Alors que les contribuables se préparent à déclarer leurs revenus pour l’année 2025, les 28 millions de propriétaires fonciers en France doivent également se concentrer sur une obligation cruciale : la déclaration de leurs biens immobiliers. Cette démarche, instaurée en 2023, permet à l’administration fiscale d’identifier les logements vacants et secondaires afin d’appliquer la taxe d’habitation de manière équitable.

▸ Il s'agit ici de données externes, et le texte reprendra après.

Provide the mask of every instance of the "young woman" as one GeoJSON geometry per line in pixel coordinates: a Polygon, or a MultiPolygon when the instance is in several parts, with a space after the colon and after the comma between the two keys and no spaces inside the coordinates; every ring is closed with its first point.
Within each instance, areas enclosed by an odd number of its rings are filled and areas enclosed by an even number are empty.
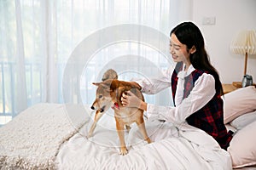
{"type": "Polygon", "coordinates": [[[146,94],[155,94],[172,86],[174,106],[147,104],[132,93],[123,94],[124,106],[137,107],[167,122],[201,128],[227,150],[232,132],[224,124],[222,85],[205,49],[203,36],[192,22],[177,26],[170,33],[170,53],[175,69],[154,79],[136,81],[146,94]]]}

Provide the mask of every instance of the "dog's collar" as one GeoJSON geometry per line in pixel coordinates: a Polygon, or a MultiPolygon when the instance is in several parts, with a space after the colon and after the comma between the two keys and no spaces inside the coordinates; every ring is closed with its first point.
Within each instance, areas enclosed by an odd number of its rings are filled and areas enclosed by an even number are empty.
{"type": "Polygon", "coordinates": [[[117,102],[114,102],[113,103],[113,108],[112,109],[119,109],[119,104],[117,103],[117,102]]]}

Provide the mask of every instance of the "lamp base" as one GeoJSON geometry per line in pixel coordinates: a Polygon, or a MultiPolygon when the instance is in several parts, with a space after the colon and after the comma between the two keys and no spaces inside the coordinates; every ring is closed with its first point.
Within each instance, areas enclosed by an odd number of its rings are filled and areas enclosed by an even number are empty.
{"type": "Polygon", "coordinates": [[[233,82],[232,85],[236,88],[241,88],[241,82],[233,82]]]}

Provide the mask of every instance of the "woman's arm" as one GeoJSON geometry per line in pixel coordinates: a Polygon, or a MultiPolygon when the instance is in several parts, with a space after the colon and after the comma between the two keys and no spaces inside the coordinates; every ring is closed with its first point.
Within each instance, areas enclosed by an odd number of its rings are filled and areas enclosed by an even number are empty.
{"type": "Polygon", "coordinates": [[[190,94],[177,107],[147,105],[148,116],[172,122],[183,122],[191,114],[206,105],[215,94],[214,77],[204,73],[195,83],[190,94]]]}
{"type": "Polygon", "coordinates": [[[148,94],[157,94],[161,90],[171,87],[171,76],[174,67],[170,67],[167,71],[161,72],[157,77],[154,78],[133,78],[142,87],[142,92],[148,94]]]}
{"type": "MultiPolygon", "coordinates": [[[[128,92],[123,94],[122,104],[127,107],[137,107],[147,110],[148,116],[172,122],[183,122],[191,114],[206,105],[215,94],[215,80],[210,74],[204,73],[195,83],[190,94],[177,106],[161,106],[147,104],[128,92]]],[[[170,94],[172,95],[172,94],[170,94]]]]}

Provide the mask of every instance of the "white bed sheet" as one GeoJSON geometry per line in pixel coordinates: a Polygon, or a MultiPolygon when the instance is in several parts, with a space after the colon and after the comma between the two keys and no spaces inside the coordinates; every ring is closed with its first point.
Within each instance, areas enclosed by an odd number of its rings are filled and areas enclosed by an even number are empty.
{"type": "Polygon", "coordinates": [[[113,113],[109,110],[87,139],[91,119],[63,144],[56,156],[59,169],[232,169],[229,153],[205,132],[183,124],[146,121],[153,141],[142,139],[136,124],[125,133],[128,155],[119,155],[113,113]]]}

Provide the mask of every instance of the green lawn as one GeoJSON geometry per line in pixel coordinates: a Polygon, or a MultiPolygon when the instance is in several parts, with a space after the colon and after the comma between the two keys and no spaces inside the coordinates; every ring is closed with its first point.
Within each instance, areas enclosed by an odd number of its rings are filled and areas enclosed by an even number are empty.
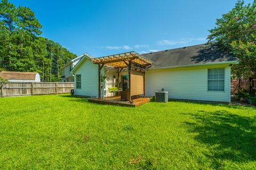
{"type": "Polygon", "coordinates": [[[255,169],[255,116],[227,105],[0,98],[0,168],[255,169]]]}

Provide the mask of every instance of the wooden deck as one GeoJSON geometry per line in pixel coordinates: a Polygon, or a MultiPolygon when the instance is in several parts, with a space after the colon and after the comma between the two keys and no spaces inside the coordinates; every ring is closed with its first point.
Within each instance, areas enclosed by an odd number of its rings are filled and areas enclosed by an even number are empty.
{"type": "Polygon", "coordinates": [[[120,96],[108,97],[104,99],[99,99],[98,98],[91,98],[88,99],[89,102],[99,103],[101,104],[107,104],[111,105],[119,105],[128,107],[136,107],[146,103],[149,102],[149,98],[139,98],[133,100],[132,104],[127,101],[121,101],[120,96]]]}

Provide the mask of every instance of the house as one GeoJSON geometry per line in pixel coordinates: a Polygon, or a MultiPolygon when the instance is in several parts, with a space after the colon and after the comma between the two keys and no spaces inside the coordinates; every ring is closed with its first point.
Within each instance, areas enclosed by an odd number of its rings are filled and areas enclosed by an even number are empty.
{"type": "Polygon", "coordinates": [[[86,55],[89,57],[91,57],[87,53],[84,54],[71,60],[70,62],[69,62],[62,67],[63,76],[61,78],[62,82],[74,82],[74,75],[72,73],[70,72],[70,71],[84,55],[86,55]]]}
{"type": "Polygon", "coordinates": [[[23,72],[17,71],[2,71],[2,77],[9,82],[40,82],[40,75],[36,72],[23,72]]]}
{"type": "MultiPolygon", "coordinates": [[[[118,61],[121,61],[118,60],[121,56],[135,53],[129,52],[101,58],[84,55],[71,70],[75,75],[75,95],[100,96],[100,79],[98,78],[100,65],[94,64],[101,63],[99,60],[109,63],[110,62],[108,62],[107,58],[118,61]]],[[[141,56],[153,62],[145,73],[146,96],[153,96],[155,91],[163,88],[169,92],[171,99],[230,101],[230,67],[238,63],[238,59],[222,51],[217,45],[201,44],[143,54],[141,56]]],[[[125,65],[123,66],[120,72],[117,71],[114,64],[103,67],[101,74],[107,76],[103,84],[107,89],[104,96],[116,95],[107,90],[109,87],[119,86],[123,90],[129,88],[127,69],[125,65]]]]}

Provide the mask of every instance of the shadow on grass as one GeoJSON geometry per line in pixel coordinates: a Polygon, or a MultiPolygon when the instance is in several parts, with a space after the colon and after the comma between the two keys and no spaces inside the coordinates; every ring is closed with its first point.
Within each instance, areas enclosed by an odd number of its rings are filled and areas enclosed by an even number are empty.
{"type": "Polygon", "coordinates": [[[189,132],[198,134],[195,139],[209,148],[210,155],[204,154],[212,160],[213,167],[220,168],[224,160],[238,163],[256,160],[255,116],[241,116],[225,110],[199,110],[188,115],[196,121],[185,122],[189,132]]]}
{"type": "Polygon", "coordinates": [[[70,101],[79,102],[79,103],[89,103],[88,99],[86,98],[73,97],[73,96],[71,96],[71,95],[65,95],[65,96],[60,96],[70,98],[70,99],[68,100],[70,101]]]}

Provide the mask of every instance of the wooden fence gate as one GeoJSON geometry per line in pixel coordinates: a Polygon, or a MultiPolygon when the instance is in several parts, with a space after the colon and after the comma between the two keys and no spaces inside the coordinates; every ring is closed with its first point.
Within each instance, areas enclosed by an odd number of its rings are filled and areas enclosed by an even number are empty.
{"type": "Polygon", "coordinates": [[[0,89],[1,97],[68,94],[74,82],[7,82],[0,89]]]}
{"type": "Polygon", "coordinates": [[[244,80],[231,80],[231,93],[236,94],[238,89],[246,90],[251,93],[256,91],[256,79],[247,79],[244,80]]]}

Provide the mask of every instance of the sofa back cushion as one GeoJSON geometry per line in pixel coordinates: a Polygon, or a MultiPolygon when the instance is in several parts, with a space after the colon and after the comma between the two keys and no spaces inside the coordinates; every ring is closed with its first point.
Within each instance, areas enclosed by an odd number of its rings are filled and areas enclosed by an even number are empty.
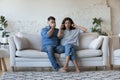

Voici les points à retenir pour éviter toute infraction cette année.
EN BREF
- Depuis 2023, les propriétaires doivent déclarer la fonction de leurs logements.

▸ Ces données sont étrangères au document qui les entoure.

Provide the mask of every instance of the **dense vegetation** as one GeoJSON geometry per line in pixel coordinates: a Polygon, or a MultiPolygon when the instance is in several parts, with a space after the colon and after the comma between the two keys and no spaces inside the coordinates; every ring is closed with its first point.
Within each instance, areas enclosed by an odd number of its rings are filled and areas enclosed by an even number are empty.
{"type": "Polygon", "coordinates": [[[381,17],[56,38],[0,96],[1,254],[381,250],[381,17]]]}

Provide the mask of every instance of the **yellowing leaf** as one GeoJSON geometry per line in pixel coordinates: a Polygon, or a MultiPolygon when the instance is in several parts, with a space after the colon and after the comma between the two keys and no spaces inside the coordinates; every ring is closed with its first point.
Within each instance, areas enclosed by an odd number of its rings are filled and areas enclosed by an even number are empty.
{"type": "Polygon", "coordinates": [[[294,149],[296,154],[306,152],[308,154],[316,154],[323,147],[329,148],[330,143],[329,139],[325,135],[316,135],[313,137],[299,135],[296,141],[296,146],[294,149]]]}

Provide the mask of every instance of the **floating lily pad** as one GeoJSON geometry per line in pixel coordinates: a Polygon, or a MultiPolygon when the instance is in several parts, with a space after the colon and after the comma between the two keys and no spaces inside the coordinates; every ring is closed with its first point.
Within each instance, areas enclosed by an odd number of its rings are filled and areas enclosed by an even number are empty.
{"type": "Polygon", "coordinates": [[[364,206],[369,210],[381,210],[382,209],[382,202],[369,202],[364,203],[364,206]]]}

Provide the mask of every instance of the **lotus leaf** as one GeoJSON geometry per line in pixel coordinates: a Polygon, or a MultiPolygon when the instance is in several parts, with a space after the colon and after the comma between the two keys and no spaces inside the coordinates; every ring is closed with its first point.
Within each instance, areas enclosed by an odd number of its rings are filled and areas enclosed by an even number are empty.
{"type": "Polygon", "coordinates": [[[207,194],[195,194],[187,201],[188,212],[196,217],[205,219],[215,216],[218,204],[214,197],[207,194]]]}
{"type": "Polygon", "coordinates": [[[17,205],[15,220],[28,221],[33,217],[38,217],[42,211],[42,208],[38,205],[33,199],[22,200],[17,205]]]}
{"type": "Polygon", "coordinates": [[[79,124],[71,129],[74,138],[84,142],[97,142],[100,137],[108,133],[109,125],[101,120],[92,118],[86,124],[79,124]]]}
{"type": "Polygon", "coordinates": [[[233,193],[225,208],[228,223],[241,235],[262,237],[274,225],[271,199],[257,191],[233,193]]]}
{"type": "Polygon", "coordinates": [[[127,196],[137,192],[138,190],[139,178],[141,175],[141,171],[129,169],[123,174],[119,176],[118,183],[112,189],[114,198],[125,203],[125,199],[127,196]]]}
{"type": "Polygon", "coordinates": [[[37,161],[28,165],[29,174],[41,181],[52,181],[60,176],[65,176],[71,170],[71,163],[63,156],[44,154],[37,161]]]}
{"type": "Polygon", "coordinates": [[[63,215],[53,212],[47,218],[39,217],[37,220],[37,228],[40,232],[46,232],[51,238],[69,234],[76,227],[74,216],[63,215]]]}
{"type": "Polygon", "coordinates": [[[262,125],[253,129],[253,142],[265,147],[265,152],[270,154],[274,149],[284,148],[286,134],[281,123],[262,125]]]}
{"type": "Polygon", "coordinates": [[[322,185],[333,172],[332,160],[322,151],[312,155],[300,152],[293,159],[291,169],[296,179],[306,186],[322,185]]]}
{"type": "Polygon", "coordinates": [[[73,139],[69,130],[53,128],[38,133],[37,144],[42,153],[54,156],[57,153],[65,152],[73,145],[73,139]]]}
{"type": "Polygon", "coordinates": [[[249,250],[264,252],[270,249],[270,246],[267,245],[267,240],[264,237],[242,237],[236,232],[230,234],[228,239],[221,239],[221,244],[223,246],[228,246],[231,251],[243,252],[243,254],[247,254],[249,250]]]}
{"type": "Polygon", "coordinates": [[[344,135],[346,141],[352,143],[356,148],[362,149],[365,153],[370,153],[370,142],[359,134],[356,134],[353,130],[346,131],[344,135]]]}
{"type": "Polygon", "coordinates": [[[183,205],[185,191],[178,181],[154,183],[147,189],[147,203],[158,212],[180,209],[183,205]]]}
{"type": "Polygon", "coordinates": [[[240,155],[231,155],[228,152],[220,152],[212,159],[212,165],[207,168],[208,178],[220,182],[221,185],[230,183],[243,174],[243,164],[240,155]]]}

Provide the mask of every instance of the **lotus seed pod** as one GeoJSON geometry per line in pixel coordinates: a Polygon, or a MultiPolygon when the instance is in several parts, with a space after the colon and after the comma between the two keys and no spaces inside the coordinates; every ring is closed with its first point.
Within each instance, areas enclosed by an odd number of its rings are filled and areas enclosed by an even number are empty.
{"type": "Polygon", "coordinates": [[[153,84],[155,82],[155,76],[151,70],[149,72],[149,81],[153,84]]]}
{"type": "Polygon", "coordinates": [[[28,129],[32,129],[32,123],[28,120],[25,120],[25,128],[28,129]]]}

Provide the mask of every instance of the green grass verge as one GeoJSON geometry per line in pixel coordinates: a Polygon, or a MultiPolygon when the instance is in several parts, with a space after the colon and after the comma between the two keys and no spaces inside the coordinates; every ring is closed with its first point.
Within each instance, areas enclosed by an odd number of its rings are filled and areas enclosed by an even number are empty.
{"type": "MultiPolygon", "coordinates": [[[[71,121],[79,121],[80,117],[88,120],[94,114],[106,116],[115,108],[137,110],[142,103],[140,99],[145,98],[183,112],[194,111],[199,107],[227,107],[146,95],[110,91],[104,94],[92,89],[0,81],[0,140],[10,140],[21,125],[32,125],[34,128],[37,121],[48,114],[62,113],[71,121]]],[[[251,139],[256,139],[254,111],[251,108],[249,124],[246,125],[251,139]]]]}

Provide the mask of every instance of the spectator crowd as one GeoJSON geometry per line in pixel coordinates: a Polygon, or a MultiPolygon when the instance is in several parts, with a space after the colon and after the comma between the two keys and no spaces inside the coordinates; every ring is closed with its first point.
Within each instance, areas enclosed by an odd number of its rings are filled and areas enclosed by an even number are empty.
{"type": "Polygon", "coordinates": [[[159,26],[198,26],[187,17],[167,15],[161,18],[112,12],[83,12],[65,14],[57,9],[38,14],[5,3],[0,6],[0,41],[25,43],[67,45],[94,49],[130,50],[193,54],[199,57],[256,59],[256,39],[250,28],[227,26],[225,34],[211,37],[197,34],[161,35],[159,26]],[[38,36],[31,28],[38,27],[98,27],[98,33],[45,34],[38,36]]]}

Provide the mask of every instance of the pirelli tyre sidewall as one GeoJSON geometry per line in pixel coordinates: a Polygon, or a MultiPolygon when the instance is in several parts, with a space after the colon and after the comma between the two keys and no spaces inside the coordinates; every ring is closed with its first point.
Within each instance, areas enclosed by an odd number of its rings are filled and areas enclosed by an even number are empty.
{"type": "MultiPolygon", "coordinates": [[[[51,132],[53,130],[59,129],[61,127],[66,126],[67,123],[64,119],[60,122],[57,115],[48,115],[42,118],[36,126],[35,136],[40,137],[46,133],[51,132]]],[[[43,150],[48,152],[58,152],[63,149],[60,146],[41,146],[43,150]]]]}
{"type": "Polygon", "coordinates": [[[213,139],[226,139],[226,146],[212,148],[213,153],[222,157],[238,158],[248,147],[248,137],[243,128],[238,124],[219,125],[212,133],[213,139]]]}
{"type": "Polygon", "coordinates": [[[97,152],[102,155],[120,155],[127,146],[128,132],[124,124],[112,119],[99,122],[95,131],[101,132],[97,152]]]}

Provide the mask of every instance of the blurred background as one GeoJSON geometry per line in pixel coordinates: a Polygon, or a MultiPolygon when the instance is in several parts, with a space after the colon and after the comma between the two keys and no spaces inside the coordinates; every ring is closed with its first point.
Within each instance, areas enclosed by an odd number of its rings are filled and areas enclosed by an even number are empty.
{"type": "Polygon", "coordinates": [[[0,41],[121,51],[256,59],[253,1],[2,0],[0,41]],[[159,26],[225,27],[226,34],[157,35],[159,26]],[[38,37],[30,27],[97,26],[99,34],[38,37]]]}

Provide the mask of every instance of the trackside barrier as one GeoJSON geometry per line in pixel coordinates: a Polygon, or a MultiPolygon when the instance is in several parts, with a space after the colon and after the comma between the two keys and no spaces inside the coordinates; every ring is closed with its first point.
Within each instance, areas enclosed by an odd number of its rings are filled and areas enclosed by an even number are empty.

- Des changements dans la situation du bien nécessitent une nouvelle déclaration.
- A partir de 2026, des amendes de 150 euros sont prévues pour les déclarations incomplètes.
En 2023, l’État a supprimé la taxe d’habitation pour les résidences principales, mais celle-ci demeure applicable pour certains propriétaires, notamment ceux qui détiennent plusieurs biens. L’administration fiscale a besoin de connaître précisément la situation des résidences secondaires et des logements vacants, dont la situation peut évoluer d’une année sur l’autre. En ce sens, les propriétaires doivent déclarer, pour chaque bien, la nature de son occupation et, le cas échéant, l’identité des occupants ainsi que la période durant laquelle ils occupent le logement.
Pour l’année 2026, l’administration souhaite obtenir des informations sur la situation d’occupation au 1er janvier 2026. Si vous avez déjà effectué une déclaration en ligne via votre espace personnel, aucune nouvelle démarche ne sera nécessaire cette année, sauf si votre situation a changé. Plusieurs scénarios exigent effectivement une mise à jour de votre déclaration :
- Changement de locataire : Si un locataire a quitté le logement durant l’année 2025, il est impératif d’indiquer la date de départ et de mentionner l’identité du nouvel occupant.
- Changement de statut : Si votre bien passe d’une résidence principale à une résidence secondaire, ou vice versa, cela doit être signalé.
- Achat d’un nouveau bien : Tout achat effectué entre le 2 janvier 2025 et le 1er janvier 2026 doit être déclaré, en précisant s’il s’agit d’une résidence principale, secondaire ou d’un bien destiné à la location.
Il est également important de rappeler que si vous avez vendu un bien, la responsabilité de la déclaration incombe au nouveau propriétaire. Cependant, il est conseillé de vérifier que l’information a bien été mise à jour.
Le lancement de ce dispositif en 2023 a été marqué par des difficultés notables, entraînant des manquements chez de nombreux propriétaires. En 2025, par exemple, 12 % des propriétaires n’avaient pas effectué leur déclaration, un chiffre qui grimpe à près de 24 % pour ceux possédant plus de 200 locaux.
Jusqu’à présent, l’administration fiscale a fait preuve de clémence envers les contrevenants, ne sanctionnant pas systématiquement les oublis. Toutefois, à partir de cette année, des amendes forfaitaires de 150 euros par logement seront appliquées aux propriétaires négligeant de déclarer ou fournissant des informations erronées. La date limite pour se mettre en conformité est fixée au 30 juin à 23h59.
En somme, la déclaration de biens immobiliers est une étape incontournable pour les propriétaires. Pour éviter toute sanction et garantir la bonne gestion de leurs biens, il est essentiel de rester informé et attentif aux évolutions réglementaires.